I do not propose any changes other than the addition of alternative design specs
for a small number of other common foundation types, e.g. raft, raft + ringbeam,
beam-linked piles, etc.
I should have said design guidelines
, rather than design specs
By that I mean that self-builders ought be made aware
within the DoEnv guidelines
of foundation types other than the strip foundations, so that they may choose for
themselves a foundation best suited to their site, house and pocket.
Specialist foundations contractors would usually be aware of the specific arrangements
needed for a given type of house. But it's hard for the ordinary Joe to catch them out
in the act of overdesign.
Then there are the patented foundation systems which come in a limited set of sizes,
each corresponding to a range of loadings. These people won't customise as it would
take away most of their margin.
In commercial practice, I think you'd need a stronger base for your pitch than
simply saying that a structural eng consultation will produce an adequate foundation
for, say, 20% less than the strip foundation estimate for that same house spec.
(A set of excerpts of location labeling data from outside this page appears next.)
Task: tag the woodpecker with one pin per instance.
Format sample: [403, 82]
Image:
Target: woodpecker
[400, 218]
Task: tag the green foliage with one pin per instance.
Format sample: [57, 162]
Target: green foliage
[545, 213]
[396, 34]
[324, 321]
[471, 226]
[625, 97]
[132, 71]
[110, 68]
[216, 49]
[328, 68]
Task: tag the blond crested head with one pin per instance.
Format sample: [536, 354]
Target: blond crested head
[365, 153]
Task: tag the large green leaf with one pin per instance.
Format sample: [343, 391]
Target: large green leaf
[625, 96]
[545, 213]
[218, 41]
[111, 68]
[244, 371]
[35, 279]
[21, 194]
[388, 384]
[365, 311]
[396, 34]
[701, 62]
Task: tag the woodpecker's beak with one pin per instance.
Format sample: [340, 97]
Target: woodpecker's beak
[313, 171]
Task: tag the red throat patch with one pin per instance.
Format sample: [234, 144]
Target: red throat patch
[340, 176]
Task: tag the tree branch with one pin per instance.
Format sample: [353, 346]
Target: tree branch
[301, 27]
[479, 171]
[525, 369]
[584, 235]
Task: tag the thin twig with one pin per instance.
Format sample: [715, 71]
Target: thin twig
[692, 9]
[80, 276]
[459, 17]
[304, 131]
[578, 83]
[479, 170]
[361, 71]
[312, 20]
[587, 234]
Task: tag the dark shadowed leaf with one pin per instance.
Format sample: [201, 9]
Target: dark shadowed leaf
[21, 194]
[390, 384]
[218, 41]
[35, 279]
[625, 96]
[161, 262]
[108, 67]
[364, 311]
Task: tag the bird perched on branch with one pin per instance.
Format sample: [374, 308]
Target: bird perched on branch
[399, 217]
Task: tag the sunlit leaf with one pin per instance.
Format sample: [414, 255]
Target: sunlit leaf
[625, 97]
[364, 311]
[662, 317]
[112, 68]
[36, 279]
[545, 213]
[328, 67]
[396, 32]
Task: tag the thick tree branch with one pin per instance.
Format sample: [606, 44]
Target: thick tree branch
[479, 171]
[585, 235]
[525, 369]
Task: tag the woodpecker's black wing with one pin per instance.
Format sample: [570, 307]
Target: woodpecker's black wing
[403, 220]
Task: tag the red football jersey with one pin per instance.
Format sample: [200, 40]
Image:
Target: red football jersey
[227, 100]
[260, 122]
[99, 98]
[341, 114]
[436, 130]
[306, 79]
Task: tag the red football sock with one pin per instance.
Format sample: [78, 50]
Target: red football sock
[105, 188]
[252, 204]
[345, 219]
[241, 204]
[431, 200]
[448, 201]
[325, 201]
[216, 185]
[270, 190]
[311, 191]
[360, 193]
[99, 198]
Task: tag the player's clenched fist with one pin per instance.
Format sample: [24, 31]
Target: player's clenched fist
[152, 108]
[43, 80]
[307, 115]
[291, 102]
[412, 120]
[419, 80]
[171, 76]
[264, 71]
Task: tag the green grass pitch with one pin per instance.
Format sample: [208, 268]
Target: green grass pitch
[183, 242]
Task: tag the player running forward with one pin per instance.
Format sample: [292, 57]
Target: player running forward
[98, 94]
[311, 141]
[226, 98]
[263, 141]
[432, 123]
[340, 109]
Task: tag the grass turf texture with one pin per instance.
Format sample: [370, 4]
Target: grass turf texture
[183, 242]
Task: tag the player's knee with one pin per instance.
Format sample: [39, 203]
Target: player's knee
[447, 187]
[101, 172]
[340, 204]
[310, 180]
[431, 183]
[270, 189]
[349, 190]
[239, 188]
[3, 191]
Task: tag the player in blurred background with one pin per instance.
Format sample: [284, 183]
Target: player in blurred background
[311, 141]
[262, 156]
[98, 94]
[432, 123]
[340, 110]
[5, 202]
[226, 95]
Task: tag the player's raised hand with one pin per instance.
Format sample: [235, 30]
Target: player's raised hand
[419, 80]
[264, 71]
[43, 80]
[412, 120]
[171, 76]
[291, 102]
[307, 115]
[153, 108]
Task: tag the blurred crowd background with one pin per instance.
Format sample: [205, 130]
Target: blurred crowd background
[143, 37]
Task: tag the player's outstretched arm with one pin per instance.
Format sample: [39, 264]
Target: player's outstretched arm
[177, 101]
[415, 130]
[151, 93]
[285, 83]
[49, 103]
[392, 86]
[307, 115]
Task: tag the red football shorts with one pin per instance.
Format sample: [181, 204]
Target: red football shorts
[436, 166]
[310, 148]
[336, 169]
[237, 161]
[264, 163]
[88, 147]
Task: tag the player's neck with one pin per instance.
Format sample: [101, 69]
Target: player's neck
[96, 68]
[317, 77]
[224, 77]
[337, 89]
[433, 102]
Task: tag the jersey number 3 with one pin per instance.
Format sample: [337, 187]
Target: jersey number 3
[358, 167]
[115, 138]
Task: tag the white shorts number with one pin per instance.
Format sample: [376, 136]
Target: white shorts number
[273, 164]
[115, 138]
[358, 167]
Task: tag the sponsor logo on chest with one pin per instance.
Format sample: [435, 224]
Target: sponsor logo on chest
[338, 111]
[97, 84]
Because I'd see 10% of that saving going to the struct engineer.
The 10% left is well within the competition margin amongst contractors.
But I wish you well in your efforts for your local house-building clients.
It would be interesting to see a struct engineer's comparative breakdowns of quantities
needed for several foundation systems for an "average" rural house to a modern specification.
We must not forget, of course, that while the structural analysis input to the architecture
courses is not comprehensive, and even if most
architects are not au fait with blending
efficient structural support with good building design, there really are some
adept at this.
But we really have gone way off course with this.
Have your rejoinder and over and out.